Bazı tarihî olaylar vardır ki, ne büyük şehirlerde ne de parlamento kürsülerinde başlar… Onlar, sessiz köy yollarında, bir annenin gözyaşında, bir çocuğun ilk “anne” deyişinde, bir dedenin ezbere okuduğu ezanda filizlenir. 1989’un 20 Mayıs günü Bulgaristan’ın Deliorman bölgesindeki Pristoe Köyü, işte böyle bir uyanışın sesi oldu. Sadece siyasal değil, sosyolojik ve psikolojik bir kırılma yaşandı o gün. Çünkü orada mesele sadece asimilasyona karşı direnmek değil; "Ben kimim?" sorusuna Türkçe cevap vermekti.
1. Pristoe: Coğrafya Değil, Kimliktir
Pristoe, sıradan bir köy gibi görünse de 1989’da adeta bir kimlik laboratuvarına dönüştü.
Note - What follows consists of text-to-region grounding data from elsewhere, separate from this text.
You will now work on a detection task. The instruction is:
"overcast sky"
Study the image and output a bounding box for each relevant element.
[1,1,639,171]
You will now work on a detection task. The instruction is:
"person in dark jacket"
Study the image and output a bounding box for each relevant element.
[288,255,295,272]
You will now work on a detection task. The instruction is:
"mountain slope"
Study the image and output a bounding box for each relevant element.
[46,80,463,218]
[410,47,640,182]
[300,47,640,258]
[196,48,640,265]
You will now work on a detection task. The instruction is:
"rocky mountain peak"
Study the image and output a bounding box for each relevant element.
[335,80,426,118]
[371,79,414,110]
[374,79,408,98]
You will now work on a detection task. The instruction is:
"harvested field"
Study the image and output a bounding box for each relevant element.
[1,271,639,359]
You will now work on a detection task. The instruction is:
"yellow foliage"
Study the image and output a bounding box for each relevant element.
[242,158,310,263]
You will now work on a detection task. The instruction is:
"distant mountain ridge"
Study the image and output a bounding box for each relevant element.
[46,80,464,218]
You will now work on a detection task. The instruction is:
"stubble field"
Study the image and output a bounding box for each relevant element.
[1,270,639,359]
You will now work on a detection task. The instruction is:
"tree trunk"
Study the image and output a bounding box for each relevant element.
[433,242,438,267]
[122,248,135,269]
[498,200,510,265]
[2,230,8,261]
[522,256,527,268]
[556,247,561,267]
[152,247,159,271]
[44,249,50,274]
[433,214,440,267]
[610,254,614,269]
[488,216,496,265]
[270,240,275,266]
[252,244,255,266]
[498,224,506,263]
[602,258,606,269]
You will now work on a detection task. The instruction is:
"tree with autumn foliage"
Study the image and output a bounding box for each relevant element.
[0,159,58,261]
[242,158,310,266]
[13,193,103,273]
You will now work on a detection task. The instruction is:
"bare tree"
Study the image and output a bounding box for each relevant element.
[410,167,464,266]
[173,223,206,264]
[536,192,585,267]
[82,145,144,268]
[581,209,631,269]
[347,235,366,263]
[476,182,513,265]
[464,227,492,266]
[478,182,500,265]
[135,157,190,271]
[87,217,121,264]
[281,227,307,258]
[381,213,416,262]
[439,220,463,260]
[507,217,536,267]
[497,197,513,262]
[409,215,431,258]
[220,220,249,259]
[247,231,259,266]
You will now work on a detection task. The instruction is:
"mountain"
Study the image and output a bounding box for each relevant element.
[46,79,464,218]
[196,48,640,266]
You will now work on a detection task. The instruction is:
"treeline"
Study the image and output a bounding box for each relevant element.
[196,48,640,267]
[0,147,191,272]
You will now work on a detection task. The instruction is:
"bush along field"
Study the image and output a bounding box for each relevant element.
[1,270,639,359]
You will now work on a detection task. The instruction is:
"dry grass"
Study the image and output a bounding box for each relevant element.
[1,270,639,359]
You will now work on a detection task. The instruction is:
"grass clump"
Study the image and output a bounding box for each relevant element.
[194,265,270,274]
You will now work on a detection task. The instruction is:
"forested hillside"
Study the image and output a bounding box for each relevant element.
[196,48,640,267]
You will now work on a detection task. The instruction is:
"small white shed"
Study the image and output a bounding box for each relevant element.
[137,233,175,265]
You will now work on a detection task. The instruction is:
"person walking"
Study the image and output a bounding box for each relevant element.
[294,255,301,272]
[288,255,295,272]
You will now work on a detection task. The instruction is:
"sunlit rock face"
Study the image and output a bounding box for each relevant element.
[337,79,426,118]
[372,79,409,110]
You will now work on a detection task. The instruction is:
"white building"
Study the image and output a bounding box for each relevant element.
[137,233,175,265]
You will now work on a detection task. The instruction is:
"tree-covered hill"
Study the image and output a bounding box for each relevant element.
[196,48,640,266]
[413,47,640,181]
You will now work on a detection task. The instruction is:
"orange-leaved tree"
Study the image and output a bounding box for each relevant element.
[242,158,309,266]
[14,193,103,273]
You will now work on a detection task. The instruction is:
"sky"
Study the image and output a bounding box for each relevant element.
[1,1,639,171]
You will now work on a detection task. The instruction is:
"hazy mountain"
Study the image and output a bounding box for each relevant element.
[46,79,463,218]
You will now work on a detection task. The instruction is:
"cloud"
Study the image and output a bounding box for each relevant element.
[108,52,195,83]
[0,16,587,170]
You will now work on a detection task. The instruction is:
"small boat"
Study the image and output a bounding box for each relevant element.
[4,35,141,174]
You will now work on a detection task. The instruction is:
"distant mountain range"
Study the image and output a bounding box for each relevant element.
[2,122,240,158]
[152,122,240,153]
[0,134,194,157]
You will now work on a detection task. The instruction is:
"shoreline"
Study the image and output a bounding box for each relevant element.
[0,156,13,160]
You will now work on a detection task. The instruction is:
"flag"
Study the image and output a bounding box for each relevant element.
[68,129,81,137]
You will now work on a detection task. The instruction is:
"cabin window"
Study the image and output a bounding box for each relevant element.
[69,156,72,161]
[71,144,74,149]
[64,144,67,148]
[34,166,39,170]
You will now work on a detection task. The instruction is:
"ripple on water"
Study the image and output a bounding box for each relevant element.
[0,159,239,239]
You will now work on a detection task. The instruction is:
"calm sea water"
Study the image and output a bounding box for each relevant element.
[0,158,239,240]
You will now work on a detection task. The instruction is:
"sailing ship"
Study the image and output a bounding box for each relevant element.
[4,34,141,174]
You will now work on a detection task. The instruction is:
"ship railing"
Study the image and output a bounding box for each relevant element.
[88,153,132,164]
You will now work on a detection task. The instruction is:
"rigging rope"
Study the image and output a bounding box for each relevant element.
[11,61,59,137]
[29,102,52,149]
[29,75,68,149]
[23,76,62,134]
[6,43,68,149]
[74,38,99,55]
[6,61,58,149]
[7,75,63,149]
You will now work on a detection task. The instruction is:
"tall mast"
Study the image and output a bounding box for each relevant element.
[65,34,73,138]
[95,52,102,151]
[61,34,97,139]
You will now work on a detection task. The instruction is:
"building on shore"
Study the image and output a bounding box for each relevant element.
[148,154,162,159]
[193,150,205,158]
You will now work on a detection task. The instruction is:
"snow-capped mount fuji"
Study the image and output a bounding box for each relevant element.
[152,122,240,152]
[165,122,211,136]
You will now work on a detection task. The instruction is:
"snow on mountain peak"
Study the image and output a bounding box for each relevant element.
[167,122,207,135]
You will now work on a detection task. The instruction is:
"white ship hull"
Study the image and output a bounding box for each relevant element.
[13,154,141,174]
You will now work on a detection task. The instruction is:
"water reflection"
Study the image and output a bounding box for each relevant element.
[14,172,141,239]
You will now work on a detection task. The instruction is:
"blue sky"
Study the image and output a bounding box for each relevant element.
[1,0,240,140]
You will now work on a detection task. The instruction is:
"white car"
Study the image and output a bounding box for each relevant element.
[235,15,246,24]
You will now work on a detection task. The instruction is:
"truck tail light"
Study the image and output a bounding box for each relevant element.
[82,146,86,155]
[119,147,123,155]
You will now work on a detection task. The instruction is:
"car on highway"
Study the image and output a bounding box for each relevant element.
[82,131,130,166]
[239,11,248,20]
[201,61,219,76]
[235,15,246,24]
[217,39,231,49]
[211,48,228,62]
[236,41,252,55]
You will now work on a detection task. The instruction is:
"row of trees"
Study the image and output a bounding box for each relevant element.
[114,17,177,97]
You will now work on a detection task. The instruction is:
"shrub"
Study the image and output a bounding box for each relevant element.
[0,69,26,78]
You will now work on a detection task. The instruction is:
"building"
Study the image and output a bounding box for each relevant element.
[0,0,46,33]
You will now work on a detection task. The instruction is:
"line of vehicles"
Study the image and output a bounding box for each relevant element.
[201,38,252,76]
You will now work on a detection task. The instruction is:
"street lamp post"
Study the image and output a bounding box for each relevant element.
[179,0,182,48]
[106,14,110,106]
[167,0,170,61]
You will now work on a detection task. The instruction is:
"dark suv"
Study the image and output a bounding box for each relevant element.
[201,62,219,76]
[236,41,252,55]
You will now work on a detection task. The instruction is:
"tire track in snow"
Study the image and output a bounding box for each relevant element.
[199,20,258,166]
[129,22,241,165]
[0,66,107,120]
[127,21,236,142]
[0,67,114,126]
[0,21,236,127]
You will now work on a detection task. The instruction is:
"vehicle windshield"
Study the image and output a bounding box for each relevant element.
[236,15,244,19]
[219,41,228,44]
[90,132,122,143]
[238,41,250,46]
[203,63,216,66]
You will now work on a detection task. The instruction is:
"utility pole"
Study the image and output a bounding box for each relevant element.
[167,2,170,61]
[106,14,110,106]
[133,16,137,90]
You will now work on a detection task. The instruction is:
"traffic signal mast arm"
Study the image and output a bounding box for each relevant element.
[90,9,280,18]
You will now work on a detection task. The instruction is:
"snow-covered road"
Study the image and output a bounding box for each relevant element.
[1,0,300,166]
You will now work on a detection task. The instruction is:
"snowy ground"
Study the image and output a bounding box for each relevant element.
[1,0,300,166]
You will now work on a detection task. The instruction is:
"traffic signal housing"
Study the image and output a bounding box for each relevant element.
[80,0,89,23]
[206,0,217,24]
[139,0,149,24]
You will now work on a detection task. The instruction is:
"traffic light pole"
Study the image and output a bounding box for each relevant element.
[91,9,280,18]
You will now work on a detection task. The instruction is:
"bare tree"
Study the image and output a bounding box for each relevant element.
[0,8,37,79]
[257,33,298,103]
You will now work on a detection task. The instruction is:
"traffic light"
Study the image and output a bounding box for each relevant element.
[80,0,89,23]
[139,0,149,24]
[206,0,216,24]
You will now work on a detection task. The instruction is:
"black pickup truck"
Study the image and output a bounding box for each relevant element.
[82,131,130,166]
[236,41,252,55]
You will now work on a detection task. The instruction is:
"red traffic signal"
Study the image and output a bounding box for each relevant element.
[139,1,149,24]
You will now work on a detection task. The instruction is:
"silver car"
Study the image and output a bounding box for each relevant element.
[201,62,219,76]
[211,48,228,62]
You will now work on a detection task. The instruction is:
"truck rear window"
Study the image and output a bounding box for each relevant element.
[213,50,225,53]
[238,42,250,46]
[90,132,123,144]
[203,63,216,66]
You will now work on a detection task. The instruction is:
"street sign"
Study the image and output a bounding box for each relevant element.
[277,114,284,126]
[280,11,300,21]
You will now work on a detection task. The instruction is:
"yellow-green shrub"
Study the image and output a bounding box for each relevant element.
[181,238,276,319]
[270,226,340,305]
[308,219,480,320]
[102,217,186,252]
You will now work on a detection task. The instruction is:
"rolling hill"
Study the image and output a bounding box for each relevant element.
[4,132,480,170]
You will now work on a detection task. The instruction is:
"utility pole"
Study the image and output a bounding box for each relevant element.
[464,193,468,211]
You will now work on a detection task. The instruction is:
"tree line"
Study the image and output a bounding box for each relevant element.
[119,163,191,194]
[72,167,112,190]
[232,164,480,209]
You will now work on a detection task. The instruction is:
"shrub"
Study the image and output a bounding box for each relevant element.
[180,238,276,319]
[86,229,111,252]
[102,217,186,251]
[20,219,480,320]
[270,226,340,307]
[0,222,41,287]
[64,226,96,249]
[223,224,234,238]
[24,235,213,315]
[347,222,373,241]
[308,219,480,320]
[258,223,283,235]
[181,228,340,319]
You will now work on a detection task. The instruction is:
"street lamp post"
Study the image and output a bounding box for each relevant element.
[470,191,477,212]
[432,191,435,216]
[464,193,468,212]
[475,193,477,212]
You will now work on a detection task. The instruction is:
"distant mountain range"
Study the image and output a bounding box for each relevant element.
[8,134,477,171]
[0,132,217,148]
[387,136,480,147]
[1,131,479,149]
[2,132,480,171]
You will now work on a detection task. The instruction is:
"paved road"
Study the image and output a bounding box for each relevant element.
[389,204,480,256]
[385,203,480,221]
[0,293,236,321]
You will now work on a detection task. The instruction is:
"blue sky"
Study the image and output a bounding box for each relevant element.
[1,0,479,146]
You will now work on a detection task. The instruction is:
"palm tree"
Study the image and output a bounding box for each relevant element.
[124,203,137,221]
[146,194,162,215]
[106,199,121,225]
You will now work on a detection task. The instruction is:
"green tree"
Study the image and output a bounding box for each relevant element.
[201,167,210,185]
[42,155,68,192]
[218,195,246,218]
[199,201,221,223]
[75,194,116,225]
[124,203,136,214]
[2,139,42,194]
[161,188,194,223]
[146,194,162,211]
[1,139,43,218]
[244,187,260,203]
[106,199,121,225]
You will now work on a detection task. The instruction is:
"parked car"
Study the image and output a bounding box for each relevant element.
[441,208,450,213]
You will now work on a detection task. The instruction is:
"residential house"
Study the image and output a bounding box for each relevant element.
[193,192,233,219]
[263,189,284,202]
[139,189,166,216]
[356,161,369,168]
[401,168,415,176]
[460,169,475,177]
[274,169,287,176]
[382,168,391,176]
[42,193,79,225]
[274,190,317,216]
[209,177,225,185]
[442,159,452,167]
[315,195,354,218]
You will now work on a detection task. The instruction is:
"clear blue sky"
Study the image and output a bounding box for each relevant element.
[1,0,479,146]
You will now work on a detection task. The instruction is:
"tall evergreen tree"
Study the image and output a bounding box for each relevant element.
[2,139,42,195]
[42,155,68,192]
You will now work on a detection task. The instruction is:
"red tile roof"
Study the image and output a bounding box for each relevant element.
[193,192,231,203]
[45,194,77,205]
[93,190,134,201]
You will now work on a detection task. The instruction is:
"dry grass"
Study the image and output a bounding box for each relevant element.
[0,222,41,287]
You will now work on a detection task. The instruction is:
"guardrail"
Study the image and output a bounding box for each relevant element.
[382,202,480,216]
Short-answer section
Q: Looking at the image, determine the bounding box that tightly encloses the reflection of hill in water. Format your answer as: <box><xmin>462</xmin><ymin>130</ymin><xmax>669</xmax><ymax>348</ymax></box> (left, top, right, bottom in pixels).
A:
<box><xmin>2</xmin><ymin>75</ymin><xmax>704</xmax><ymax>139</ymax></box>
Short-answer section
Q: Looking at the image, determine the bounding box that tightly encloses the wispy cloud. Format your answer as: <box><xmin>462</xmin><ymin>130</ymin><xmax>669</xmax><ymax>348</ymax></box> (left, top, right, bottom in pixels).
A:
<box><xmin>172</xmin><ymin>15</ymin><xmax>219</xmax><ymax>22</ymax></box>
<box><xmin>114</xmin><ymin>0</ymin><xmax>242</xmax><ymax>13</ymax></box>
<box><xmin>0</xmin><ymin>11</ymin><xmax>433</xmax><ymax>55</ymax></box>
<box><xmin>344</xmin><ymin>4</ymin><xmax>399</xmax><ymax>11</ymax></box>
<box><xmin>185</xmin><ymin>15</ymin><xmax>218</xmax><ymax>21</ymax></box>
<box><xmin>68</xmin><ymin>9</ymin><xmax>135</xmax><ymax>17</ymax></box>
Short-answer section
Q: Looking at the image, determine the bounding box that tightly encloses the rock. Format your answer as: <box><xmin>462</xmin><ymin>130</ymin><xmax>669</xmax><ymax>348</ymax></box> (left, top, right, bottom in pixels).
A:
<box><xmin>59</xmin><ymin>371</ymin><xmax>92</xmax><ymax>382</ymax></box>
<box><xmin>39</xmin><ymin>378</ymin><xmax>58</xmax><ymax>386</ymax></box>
Herkesin sustuğu, korkunun bulaşıcı olduğu bir dönemde, bu küçük köyde insanlar kendilerini hatırlamaya karar verdiler. Türkçe isimlerini, dillerini, bayramlarını, dualarını hatırladılar. Bastırılmış aidiyetin içten içe kabaran dalgası, o gün taş duvarları yıktı.
2. Yasaklanan Şey Sadece Dil Değildi, Aidiyetti
Zorla değiştirilen isimler, sadece kâğıt üzerinde yapılan bir işlem değildi. Çocuklarına "Ahmet" yerine "Angel", "Ayşe" yerine "Anna" denmesinin istenmesi; bir insanın geçmişinin, atasının, hafızasının silinmesi demekti. Pristoe halkı bunu reddetti. Çünkü bir insanın adı, yalnızca bir sesleniş değil; bir yüzyıllık zincirin son halkasıdır.
3. Kadınların Sessiz Kahramanlığı
Pristoe’deki direnişin görünmeyen kahramanları kadınlardı. Ekmek yoğuran eller, o gün cesaret yoğurdu. Bastırılan her haykırışı, bir ninni gibi yeniden dillendirdiler. Ağlamasın diye susturdukları çocuklarını, o gün hakları için haykırmaya teşvik ettiler. Erkekler gözaltına alındığında, kapıda sabahlayan yine onlardı. Kadının sustuğu yerde toplum sessizleşir; ama o gün Pristoe’de kadınlar susturulamazdı.
4. Deliorman’da Bir Meşale: Siyasi Değil, Vicdani Ayaklanma
Pristoe’deki olay, klasik bir siyasi başkaldırı değil, vicdanî bir isyandı. İnsanlar “devlet yıkalım” diye değil, “kendimiz kalalım” diye sokağa döküldü. Bu yüzden, bu ayaklanmanın dili siyaset değil, duaydı. Eller semaya, gönüller Allah’a çevrilmişti. Çünkü kimlik için edilen dua, zulme karşı yükseltilen en güçlü sestir.
5. Bugün: Hafızası Silinen Bir Kahramanlık mı?
Bugün ne yazık ki Pristoe’nin o tarihi gününe dair anıtlar yok, müzeler yok, belgeseller yok. Gençler arasında o gün yaşananlar hâlâ yeterince bilinmiyor. Oysa unutturulmak istenen şey, sadece bir olay değil; bir millettir. Hafızasını kaybeden milletler, yönünü de kaybeder. Pristoe, hafızamızın canlı bir parçası olmalı ki; yeniden aynı oyunlara düşmeyelim.
Bir Köyün Haykırışı, Bir Milletin Uyanışıydı
Pristoe, Bulgaristan Türkü için bir uyanışın adıdır. O gün atılan adım, aslında “biz buradayız ve varız” haykırışıydı. Bugün Pristoe’yi anlamak, sadece geçmişi anlamak değil; geleceğe sahip çıkmaktır.
Ve şu cümleyle bitirelim:
“Bir milletin adını silmek isteyenler, önce hafızasını hedef alır. Pristoe, bu hafızanın yıkılmadığını, aksine yeniden yazıldığını gösterdi.”